Streitpunkte bleiben, die Verkleinerung der EU-Kommission auf 15 Kommissare ist heikel. Der neue EU-Präsident mit einer Amtszeit von mindestens 30 (statt jetzt sechs) Monaten soll für mehr Kontinuität sorgen; diese Aufgabe wird allerdings auf den Wirkungsbereich eines Generalsekretärs beschränkt. Gedacht war ursprünglich, einen EU-Außenminister zu berufen, doch die Außenpolitik bleibt in der Souveränität der Einzelstaaten. Jetzt wird der Beauftragte für Außen- und Sicherheitspolitik in erster Linie Chef des diplomatischen Dienstes der EU sein; die Aufgabenstellung dieser neu zu schaffenden Brüsseler Behörde ist noch nicht klar umrissen.

Staatsrechtlich und politisch besonders problematisch ist das Kapitel Grundrechte. Eigentlich sollten die Grundwerte in der Verfassung verankert sein, jetzt wird der Reformvertrag mit einem Querverweis die im Jahr 2000 lediglich von den Staats- und Regierungschef proklamierte Charta der Grundrechte in Kraft setzen - und sie damit über die nationalen Verfassungen erheben. Dieser Umweg, eine Charta mit Verfassungscharakter quasi auf dem Verwaltungsweg zu stiften, ist in der Demokratie-Geschichte ohne Beispiel.

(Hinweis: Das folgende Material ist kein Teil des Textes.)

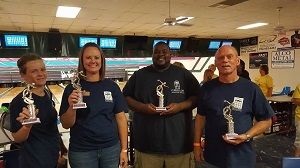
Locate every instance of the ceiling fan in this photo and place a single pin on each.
(171, 21)
(279, 29)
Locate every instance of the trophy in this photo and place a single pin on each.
(228, 116)
(160, 94)
(27, 97)
(75, 80)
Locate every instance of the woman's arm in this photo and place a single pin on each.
(123, 134)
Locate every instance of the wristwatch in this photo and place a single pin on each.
(248, 137)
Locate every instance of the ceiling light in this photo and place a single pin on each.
(251, 26)
(67, 12)
(182, 19)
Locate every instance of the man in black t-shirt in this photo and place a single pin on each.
(162, 138)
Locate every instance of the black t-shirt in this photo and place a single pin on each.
(171, 134)
(41, 149)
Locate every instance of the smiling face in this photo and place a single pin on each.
(227, 61)
(91, 60)
(35, 72)
(161, 56)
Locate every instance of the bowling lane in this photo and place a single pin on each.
(7, 97)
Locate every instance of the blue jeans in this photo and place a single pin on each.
(101, 158)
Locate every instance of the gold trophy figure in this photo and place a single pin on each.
(228, 116)
(75, 80)
(27, 97)
(160, 94)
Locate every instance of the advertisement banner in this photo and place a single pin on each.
(283, 59)
(257, 59)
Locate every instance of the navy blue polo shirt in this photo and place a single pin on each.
(95, 126)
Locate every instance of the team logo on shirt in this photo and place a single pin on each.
(177, 88)
(237, 103)
(107, 96)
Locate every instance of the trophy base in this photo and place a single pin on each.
(79, 105)
(231, 135)
(160, 109)
(31, 121)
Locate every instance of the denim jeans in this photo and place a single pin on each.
(101, 158)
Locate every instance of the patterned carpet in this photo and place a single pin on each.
(271, 148)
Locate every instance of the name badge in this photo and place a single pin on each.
(238, 103)
(108, 96)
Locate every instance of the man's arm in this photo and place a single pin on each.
(199, 127)
(258, 128)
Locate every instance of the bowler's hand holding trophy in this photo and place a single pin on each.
(76, 84)
(160, 94)
(27, 97)
(228, 116)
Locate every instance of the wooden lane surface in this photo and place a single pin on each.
(2, 90)
(7, 97)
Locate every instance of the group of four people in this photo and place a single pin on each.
(167, 138)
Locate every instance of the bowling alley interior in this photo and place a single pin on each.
(126, 32)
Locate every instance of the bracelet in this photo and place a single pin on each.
(197, 144)
(248, 137)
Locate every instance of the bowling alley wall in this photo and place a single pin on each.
(125, 54)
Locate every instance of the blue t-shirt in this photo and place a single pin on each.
(95, 126)
(249, 103)
(167, 134)
(41, 149)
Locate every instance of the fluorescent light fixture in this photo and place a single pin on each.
(184, 18)
(251, 26)
(67, 12)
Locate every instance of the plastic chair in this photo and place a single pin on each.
(290, 162)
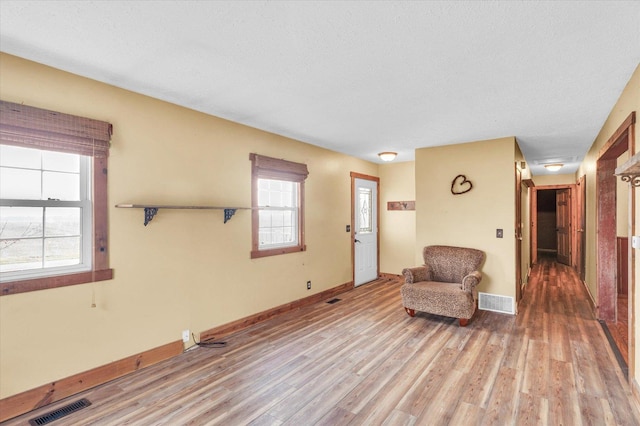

Wie viele EU-Staaten dem Beispiel Großbritanniens folgen werden und die Option zum Charta-Ausstieg nutzen, ist noch offen. Die Grundrechte-Charta greift weit in nationale Souveränität ein, zum Beispiel wird das Recht auf Strafverfolgung einzelner Länder eingeschränkt. Die Charta rückt die Staaten uneingeschränkt unter die Rechtsgewalt des Europäischen Gerichtshofs - auch in historisch heiklen Fragen. Artikel 17 der Charta garantiert zum Beispiel das Recht auf Eigentum oder Entschädigung bei Enteignung. Völlig unklar ist, ob sich etwa Polen dieser ewigen Streitfrage stellen oder die Charta ablehnen wird.